In Europe, VanA-type VRE are widespread among food animals and foods of animal origin (4, 27, 49, 52). There are a number of routes by which these VREs of animal origin may be transmitted to humans. The food chain has been implicated as a possible route for the transmission of VanA-type VRE to humans. There has been one report that indistinguishable VRE and vanA-containing elements were found in a turkey sample and a turkey farmer, suggesting that the transmission of a VRE strain from a turkey to a human had occurred (49). The strains of VRE isolated from human and nonhuman sources show variations in pulsed-field gel electrophoresis of SmaI fragments of the chromosomal DNA (1, 38), suggesting that the transmission of the VanA resistance element has contributed significantly to the dissemination of VanA resistance (2). The heterogeneity of the VanA resistance determinant has been described as a result of structural changes. The structural changes of the VanA resistance determinant result from the insertion of IS1216V- (809 bp) or IS1216V- and IS3 (2,268 bp)-like elements into the noncoding region of the VanA determinant (51). In these studies, an identical Tn1546 type could be found in isolates obtained from both humans and farm animals (49, 51). We have shown identical substitutions of three amino acids in the vanS gene of the VanA-type determinant in isolates from humans and imported chickens (23, 38). These results suggest that the horizontal transmission of the vancomycin resistance transposon from farm animals to humans is possible (23, 38, 49, 51).

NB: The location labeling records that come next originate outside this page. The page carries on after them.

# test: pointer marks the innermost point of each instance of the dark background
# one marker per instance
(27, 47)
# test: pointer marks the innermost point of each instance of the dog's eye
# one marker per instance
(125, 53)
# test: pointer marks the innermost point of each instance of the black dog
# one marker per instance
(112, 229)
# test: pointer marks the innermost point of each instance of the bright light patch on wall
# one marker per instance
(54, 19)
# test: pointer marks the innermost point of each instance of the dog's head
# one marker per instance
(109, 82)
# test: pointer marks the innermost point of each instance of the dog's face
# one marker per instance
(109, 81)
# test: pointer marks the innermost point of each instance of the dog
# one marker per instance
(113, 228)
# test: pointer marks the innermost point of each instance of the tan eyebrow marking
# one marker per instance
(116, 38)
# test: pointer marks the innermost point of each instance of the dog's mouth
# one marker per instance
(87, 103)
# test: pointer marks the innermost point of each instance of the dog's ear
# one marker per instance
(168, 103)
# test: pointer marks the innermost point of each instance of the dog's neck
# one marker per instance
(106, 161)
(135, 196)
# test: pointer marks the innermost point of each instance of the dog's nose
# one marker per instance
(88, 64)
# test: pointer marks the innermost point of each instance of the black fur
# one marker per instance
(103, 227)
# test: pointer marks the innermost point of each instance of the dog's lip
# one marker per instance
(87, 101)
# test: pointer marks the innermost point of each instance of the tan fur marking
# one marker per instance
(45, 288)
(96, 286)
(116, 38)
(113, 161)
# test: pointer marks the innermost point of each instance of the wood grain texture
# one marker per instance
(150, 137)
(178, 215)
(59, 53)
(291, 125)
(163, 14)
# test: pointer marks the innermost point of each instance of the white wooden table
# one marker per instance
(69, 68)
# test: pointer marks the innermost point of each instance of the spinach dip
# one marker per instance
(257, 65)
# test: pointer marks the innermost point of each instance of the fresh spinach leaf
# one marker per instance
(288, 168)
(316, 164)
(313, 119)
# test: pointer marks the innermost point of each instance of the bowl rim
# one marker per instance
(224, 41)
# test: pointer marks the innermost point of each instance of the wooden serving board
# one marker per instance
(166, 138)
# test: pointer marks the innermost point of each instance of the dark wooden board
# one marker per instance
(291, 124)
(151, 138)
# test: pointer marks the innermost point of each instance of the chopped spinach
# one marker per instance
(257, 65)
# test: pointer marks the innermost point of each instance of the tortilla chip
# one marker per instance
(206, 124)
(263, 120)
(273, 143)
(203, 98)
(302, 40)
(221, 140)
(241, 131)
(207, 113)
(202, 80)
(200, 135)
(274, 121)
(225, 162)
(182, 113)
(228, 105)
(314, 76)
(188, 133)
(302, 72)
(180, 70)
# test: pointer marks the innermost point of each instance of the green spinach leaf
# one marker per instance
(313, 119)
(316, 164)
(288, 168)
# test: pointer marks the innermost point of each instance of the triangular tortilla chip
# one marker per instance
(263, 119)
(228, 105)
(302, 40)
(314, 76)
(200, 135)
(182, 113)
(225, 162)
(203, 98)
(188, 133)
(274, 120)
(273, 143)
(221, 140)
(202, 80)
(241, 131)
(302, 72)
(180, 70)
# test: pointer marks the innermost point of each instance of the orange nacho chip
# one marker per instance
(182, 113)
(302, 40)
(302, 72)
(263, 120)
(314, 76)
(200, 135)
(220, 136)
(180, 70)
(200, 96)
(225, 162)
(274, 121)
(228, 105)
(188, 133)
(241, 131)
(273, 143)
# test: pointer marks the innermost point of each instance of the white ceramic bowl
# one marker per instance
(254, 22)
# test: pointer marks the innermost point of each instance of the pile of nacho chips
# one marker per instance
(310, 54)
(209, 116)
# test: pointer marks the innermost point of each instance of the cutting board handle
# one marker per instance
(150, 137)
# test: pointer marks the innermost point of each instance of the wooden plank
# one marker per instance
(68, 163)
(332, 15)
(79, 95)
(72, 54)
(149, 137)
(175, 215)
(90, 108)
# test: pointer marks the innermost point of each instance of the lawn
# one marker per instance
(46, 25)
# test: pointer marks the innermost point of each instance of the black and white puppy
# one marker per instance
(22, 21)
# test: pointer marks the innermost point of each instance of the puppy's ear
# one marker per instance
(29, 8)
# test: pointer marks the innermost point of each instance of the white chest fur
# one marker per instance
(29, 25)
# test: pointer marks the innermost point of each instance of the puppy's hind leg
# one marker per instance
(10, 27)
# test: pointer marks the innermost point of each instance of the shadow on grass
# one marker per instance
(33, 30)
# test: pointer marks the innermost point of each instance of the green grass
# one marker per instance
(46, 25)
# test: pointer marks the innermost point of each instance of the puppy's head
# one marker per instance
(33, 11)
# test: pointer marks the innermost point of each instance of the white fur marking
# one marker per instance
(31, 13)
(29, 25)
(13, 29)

Our results provide evidence for genetic exchange between human and animal (chicken) VRE reservoirs and imply that humans would acquire VRE probably through the ingestion of food (chicken); the pheromone-responsive plasmid would then have transferred to the human-adapted E. faecalis strain from animal VRE temporarily colonizing the human intestine.